Personally I don’t think that texture size is an issue here, if the textures are indeed only 512x512. However, you have what looks to be like stacked boxes and light posts in the scene in fairly large quantity. Those use distinct materials. Here’s how three.js might be drawing those:

1: load box material
2: draw box
3: load light post material
4: draw light post
5: load box material
6: draw box
...

This is quite costly, because you’re doing a lot of material switching. And things would work much faster if you can avoid that, i.e. if you can forge three.js to draw objects that use same material all in a single batch.

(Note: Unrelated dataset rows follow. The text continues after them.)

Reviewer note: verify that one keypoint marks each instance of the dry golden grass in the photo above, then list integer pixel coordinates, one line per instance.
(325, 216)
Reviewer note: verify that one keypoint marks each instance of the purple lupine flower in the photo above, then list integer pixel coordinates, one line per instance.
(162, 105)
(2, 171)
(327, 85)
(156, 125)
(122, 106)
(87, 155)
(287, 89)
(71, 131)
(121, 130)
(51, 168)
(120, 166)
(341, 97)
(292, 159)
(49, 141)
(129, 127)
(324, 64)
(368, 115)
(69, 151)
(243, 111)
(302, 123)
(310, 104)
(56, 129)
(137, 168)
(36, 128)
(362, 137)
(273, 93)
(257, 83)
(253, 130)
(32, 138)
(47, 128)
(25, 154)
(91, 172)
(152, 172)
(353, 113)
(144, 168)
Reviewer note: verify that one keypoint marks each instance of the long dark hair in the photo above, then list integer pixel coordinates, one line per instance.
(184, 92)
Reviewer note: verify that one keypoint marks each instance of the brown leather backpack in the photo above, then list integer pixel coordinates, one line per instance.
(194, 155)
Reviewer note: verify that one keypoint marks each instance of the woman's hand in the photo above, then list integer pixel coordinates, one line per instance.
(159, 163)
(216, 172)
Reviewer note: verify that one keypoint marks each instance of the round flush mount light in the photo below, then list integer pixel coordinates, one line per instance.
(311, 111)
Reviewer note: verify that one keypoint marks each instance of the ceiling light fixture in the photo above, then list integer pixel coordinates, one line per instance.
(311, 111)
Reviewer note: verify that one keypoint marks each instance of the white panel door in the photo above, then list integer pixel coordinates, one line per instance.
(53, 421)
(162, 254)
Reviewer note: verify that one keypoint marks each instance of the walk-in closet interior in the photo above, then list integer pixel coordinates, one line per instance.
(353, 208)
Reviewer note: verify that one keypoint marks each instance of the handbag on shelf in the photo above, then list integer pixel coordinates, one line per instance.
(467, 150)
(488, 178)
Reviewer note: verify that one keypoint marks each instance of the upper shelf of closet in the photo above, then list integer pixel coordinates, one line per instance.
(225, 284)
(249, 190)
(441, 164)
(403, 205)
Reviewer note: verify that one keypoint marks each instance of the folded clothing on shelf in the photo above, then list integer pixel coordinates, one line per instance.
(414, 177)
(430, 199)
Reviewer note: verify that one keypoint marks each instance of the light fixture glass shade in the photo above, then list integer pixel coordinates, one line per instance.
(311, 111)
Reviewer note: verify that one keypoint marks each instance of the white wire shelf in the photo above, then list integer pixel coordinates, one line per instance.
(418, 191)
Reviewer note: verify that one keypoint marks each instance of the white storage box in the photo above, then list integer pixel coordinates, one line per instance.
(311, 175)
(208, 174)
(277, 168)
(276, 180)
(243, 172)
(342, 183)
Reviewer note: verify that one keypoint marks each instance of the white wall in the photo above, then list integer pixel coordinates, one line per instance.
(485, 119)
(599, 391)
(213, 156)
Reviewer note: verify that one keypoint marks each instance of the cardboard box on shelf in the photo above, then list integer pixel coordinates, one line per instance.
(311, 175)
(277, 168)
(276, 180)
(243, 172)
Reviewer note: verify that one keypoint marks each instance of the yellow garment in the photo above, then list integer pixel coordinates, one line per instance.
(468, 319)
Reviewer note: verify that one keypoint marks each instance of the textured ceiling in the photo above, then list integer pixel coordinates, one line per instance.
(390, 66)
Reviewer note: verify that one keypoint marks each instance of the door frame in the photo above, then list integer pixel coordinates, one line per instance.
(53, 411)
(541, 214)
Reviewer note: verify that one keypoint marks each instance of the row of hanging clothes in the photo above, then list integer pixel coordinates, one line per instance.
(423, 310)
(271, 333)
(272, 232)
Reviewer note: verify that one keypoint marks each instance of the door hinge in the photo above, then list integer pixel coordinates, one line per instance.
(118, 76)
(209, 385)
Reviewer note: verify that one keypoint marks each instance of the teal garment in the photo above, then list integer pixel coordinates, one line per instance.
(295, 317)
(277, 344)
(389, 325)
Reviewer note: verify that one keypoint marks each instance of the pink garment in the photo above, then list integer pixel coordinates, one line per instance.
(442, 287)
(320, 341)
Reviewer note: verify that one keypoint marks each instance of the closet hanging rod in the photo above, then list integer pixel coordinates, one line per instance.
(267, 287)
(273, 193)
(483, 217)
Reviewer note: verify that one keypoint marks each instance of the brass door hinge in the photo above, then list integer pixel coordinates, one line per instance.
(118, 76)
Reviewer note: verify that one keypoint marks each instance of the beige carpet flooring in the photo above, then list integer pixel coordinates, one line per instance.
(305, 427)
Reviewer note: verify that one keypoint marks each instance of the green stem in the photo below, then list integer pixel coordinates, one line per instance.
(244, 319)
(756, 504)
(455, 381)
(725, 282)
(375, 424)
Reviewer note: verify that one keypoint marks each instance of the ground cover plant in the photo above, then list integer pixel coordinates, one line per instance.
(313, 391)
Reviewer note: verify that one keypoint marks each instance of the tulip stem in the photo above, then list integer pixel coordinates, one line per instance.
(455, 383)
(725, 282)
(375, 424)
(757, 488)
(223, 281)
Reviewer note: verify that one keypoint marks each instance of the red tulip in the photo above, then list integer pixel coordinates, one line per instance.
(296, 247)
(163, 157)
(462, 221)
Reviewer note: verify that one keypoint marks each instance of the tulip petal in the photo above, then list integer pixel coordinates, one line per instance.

Unfortunately I’ve heard this is often not the case, and that WebGL backends end up storing RGB as RGBA anyway. WebGL best practices - Web APIs | MDN

As is the case with many things in life :slight_smile:

But still, if performance is identical for your usecases - I would recommend using the designed API and ignoring the implementation detail. Who knows, maybe one day they will fix it? :thinking:

Either way, unless you’re on a mobile device with fairly low GPU memory, or are on an integrated GPU - memory is probably not the issue. Hard to say for sure without seeing the actual model though. Based on the screenshots, there are 36 textures, and at 1mb per texture that would only take 36Mb.